The following examples deal with data collected at Over Easy using the observational data forms from the last chapter. The data can be found in the file C03 OverEasy2.xls [.rda].
Example 3.5. Reading a one-variable pivot table
Given the data on counts of people at OverEasy for the period shown in the data, it might be nice to see how many people typically sit in each area of the restaurant (Nook, Cranny and Hole). We could go through the data and count these up ourselves, or sort the data and look at it, but in a few seconds, our software can produce a pivot table doing this for us. Moreover, it is then easy to change the way the data is displayed and cross-sectioned. For example, the table below shows the average number of people in each area of the restaurant. From this, we see that one area of the restaurant, the Hole section, has many fewer people in it, on average.
Average of Count | |
Location | Total |
Cranny | 18.604 |
Hole | 12.176 |
Nook | 22.069 |
Grand Total | 17.616 |
However, we do not know how significant these differences are. It would help to know how variable the number of people in each section is.

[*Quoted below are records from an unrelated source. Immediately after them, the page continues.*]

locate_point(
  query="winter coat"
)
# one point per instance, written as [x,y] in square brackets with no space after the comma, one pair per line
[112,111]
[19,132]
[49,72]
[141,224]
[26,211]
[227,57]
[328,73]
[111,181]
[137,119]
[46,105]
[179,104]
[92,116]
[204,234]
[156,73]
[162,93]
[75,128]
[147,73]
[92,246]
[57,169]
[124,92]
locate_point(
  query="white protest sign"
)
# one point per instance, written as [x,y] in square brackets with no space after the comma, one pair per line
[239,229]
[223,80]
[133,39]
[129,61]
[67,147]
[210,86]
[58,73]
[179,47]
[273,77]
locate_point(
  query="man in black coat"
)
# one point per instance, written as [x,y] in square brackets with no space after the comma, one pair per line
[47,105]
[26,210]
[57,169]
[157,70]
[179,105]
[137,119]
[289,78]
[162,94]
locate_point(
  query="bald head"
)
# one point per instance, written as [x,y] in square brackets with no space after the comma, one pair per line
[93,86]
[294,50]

By changing the display to show the standard deviation of the counts of people in each section, we get the table below. Notice that this shows that the overall spread of the data is about 12 people, but that the Hole area is much lower at about 9 people. So not only is the average number of people in that area low, but the spread is much less, indicating that we have consistently fewer people in that area of the restaurant.
StdDev of Count | |
Location | Total |
Cranny | 12.075 |
Hole | 9.042 |
Nook | 12.549 |
Grand Total | 12.046 |
Realistically, though, we should only be looking at the total count of people in each area if the areas are equal in size. Assuming they are, the above analysis holds; if they are not equal, and if, for example, the Hole area is smaller than the other two, then we would of course expect lower numbers in that area. In the case where the numbers have different maximum values, we need to find a number that is more stable across all the areas of the restaurant. For example, from the observational data, we could create a new variable called ”PercentCapacity” that is the actual number of people divided by the maximum capacity of that area in the restaurant. These numbers would all range from 0% to 100%, making them comparable. For now, though, we assume that all the areas are the same size, which leads us to conclude that for some reason, people don’t seem to want to use the Hole area of the restaurant.
To find out why this is we would need to collect more data. Perhaps people do not like the decor in that area. Or maybe it’s farther from the door, so that people fill up from the front of the restaurant on back. Maybe there’s no view out of the windows in that area, or it is too close to the kitchen or bathrooms, making it noisy.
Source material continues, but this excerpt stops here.